Cosmopolitan Islam Influence on Hip Hop

Illustration of "I Contact" Verses, by Wilson Qin

Illustration of “I Contact” Verses, by Wilson Qin

In the course material we discussed Islam influenced hip hop groups like Aki Nawaz and Propa-Gandhi of Fun-Da-Mental, who advocate “a certain Islamic orthopraxy, expressing total opposition to alcohol and drug usage” (Swendenburg 59). Nawaz characterizes the struggle against anti-racism as a militant struggle much like jihad, with a goal of uniting Asian, Afro-Caribbean and Islamic concerns in their music and statements. In particular shocking white people tends to be their style of music – making references to the “white devil” and also promoting Nation of Islam teachings in their lyrics (Swendenburg 61).

However, I would like to introduce a hip hop group I discovered in my musical listening journeys in recent past. They are an underground hip hop trio called Lunar Heights. They claim Rastafarian, Ethiopian, and Filipino roots. Although it is unclear they are all Muslim, their lyrics make frequent reference to Sufi mysticism, symbolism and struggle in suffering, which is at least Islam influenced. However, they take a completely different approach in getting their Islamic ties across.

From their song “I Contact” (see later in the post for the Youtube link) I have sampled some of their lyrics which I have chosen to illustrate with a sketch.
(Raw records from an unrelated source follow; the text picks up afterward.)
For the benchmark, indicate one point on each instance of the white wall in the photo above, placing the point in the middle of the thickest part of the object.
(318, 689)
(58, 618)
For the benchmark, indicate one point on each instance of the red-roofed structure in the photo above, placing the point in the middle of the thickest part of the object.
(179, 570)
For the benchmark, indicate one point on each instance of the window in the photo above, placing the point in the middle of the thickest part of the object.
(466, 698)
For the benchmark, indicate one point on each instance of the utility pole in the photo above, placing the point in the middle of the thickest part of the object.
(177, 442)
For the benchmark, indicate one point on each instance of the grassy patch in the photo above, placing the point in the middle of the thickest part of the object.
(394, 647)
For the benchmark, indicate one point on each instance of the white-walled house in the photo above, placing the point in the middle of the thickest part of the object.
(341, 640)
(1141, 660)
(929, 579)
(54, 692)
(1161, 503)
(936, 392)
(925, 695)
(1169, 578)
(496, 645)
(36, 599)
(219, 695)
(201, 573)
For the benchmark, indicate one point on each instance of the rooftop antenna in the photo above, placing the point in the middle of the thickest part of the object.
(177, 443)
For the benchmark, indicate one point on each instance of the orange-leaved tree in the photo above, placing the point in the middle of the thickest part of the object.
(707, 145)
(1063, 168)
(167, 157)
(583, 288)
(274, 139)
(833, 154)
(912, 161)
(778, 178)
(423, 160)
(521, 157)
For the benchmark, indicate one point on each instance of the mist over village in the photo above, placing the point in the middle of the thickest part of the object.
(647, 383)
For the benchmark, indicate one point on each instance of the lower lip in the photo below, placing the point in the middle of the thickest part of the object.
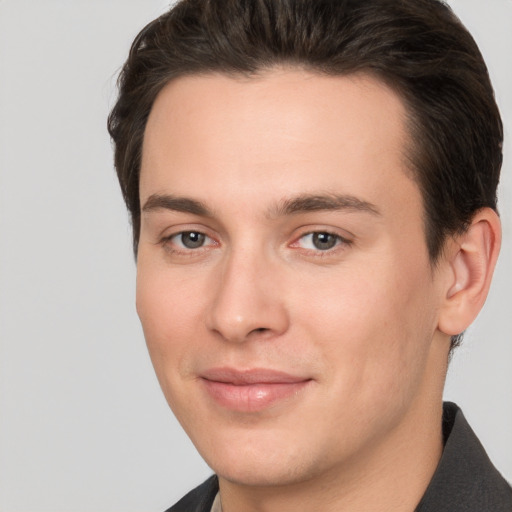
(253, 397)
I can tell if you truly spiritual;
Got to buy spirit or something material;
Really though, you want to be a CEO?
I’d rather be a Sufi and let it all go!
No pain in suffering;
No pain in wondering
if we make it in this Babylon
Steps thundering
Jern Eye from the Tribe of Dan
Rep the Philippines as original man.

My illustration takes the verse, and embodies the Ethiopian/Abyssinian/Rastafarian flag colors in the background at the top (is the color match a coincidence?), while lining Filipino flag colors at the bottom.Their diverse ethnic makeup is a testament to the cosmopolitan influence of Islam and how it has spread historically. Ethiopia and former Abyssinia was touched by Islam when an envoy of Prophet Muhammad’s first followers migrated there in the 7th century and integrated themselves into the Abyssinian society.

In the center is a crescent moon which also acts as a dinner plate, surrounded by utensils, with the absent space of the crescent moon filled with sketches of material things, referencing Lunar Heights’ call that buying “spirit” – in this case alcohol, or excessively spending on something material is probably the opposite of spiritual. However, their lyrics “you want to be a CEO? I’d rather be a Sufi and let it all go!”, seems a far cry from shocking non Muslims and white people the militant way Aki Nawaz’s lyrics go. If anything this is a lament in the context of the 21st century of materialism and capitalism in the global society, when the pursuit of finding the intrinsic spiritual self and its relationship with God has become distracted by extrinsic trappings  – especially the cribs (houses), cars, jewelry and alcohol and drugs mainstream hip hop culture has glorified.